The three-tiered program introduced in 2013 allows nonprofits to advance along a transparency continuum, each stage of which generates some tangible organizational benefits, as well as the less tangible—but perhaps more valuable—permission to identify the nonprofit as a bronze, silver or gold participant, including use of a GuideStar logo on websites and other materials. The bronze level requires little more than entry and verification of an organization’s basic contact information and mission; silver entails additional verifications regarding the organization’s financial information; while gold has much more rigorous requirements relating to impact and effectiveness, including organizational goals, strategies, capabilities, indicators and progress.

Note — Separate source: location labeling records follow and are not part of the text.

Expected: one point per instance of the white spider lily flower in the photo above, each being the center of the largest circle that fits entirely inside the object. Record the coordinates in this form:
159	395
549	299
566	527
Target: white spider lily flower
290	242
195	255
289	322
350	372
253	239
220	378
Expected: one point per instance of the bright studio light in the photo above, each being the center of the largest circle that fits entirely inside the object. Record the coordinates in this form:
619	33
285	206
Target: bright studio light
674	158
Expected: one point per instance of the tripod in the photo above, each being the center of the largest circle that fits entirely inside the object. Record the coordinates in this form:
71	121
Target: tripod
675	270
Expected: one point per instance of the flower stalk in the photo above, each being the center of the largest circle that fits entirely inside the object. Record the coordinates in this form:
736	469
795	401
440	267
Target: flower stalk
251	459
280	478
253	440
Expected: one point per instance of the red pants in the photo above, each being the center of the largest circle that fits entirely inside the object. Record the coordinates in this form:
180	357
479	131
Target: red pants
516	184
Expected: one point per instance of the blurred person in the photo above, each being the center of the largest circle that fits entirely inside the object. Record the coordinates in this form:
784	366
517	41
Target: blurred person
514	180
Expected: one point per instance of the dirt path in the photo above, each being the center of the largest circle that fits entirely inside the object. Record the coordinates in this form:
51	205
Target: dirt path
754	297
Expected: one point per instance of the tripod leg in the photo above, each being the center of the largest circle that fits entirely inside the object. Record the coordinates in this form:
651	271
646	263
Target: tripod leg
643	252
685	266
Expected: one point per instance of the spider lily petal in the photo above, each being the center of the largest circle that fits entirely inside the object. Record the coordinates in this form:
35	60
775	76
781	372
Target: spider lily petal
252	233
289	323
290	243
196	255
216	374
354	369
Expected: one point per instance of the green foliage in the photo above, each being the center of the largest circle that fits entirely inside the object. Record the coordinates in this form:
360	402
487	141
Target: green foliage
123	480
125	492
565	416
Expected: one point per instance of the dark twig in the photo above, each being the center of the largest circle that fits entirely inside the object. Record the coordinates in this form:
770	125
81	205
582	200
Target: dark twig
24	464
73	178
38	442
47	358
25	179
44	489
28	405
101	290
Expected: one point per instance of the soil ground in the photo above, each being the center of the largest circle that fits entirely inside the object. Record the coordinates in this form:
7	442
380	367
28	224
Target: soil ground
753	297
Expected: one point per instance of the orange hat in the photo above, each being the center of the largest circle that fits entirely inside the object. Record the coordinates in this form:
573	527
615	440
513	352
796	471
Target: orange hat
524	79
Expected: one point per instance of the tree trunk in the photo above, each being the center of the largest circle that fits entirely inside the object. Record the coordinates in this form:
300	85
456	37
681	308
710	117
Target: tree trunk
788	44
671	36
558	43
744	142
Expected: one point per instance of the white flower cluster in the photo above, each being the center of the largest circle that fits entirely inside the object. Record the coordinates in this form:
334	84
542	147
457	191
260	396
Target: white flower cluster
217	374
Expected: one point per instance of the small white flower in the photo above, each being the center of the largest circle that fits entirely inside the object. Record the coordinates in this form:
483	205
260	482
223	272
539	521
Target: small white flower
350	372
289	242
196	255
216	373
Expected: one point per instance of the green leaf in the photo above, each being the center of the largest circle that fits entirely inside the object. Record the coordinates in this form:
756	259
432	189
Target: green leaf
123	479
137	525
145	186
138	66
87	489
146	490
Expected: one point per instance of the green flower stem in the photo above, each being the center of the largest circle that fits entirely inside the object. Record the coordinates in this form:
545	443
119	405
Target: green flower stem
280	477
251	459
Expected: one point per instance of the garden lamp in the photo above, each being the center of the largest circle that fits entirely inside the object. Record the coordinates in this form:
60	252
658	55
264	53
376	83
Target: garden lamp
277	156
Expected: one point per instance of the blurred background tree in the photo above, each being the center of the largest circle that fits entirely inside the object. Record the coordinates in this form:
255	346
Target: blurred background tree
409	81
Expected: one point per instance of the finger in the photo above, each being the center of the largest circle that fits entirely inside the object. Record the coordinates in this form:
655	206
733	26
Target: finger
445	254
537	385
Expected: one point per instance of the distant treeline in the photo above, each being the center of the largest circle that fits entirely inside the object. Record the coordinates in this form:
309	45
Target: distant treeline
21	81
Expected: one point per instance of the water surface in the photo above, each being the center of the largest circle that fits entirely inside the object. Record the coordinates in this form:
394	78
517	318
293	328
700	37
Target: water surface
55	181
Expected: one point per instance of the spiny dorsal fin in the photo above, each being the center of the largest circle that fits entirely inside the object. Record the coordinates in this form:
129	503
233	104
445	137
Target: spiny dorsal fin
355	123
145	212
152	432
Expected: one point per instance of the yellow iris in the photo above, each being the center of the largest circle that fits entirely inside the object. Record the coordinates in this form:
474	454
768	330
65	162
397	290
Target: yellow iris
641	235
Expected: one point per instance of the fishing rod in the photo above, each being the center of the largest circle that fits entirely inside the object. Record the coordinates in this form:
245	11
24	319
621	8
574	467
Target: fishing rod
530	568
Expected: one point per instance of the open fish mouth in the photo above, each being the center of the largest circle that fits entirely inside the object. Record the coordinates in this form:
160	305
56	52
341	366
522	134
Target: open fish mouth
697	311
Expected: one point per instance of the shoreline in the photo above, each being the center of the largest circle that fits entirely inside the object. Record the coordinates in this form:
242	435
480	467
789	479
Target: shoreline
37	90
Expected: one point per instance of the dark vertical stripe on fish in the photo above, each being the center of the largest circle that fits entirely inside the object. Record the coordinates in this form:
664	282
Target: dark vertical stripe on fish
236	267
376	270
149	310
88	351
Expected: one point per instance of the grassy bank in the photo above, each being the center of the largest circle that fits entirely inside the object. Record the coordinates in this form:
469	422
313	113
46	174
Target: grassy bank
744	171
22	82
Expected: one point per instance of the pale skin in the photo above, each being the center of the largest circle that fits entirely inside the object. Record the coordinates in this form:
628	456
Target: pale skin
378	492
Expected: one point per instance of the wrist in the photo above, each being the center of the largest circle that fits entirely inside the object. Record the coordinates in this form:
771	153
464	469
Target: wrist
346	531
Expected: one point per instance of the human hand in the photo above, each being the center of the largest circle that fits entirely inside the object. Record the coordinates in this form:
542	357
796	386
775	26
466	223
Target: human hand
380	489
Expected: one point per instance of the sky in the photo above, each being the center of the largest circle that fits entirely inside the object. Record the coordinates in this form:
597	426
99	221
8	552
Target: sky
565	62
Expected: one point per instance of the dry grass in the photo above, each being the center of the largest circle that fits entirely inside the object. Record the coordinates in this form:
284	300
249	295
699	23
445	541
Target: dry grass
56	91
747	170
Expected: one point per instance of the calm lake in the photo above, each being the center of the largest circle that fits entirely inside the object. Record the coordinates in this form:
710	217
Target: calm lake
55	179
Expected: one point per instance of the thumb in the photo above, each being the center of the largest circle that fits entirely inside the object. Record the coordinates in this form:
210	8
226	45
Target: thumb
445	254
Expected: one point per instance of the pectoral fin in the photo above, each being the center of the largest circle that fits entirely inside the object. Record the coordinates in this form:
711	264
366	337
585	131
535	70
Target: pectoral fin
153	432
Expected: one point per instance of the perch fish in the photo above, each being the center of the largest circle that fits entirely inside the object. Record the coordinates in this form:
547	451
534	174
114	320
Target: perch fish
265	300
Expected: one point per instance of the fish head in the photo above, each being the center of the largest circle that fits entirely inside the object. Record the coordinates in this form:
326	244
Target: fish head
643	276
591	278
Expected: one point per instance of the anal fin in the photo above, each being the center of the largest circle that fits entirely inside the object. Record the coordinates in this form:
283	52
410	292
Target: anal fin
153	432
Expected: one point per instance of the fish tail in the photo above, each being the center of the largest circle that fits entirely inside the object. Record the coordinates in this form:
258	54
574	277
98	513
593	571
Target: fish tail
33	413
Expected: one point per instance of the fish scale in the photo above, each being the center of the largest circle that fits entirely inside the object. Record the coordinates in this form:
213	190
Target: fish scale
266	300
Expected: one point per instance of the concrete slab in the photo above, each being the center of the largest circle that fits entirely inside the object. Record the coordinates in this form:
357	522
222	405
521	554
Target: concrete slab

Many nonprofit leaders recognize it’s in their best interest to share as much as they can through GuideStar and other charity-tracking websites, because institutions and individuals will actively seek out the kind of information captured on these sites. Of course, it’s easier to complete more sections of a profile like the GuideStar Exchange if your house is already in order, and if it is, your GuideStar profile becomes an essential component in your fundraising, marketing and public relations efforts. When it comes to governance practices, it will be interesting to see how the sector responds and how ready organizations are to own (or own up to) their solid governance practices (or shortfalls).
There’s no doubt GuideStar and BoardSource intend to keep raising the bar in terms of accountability by inviting nonprofits to publicly share information about how their boards work. There’s no mention of a fourth level (platinum? priceless?) for completing the “People and Governance” section, so presumably this expands the “Impact and Effectiveness” requirements for a gold participation rating.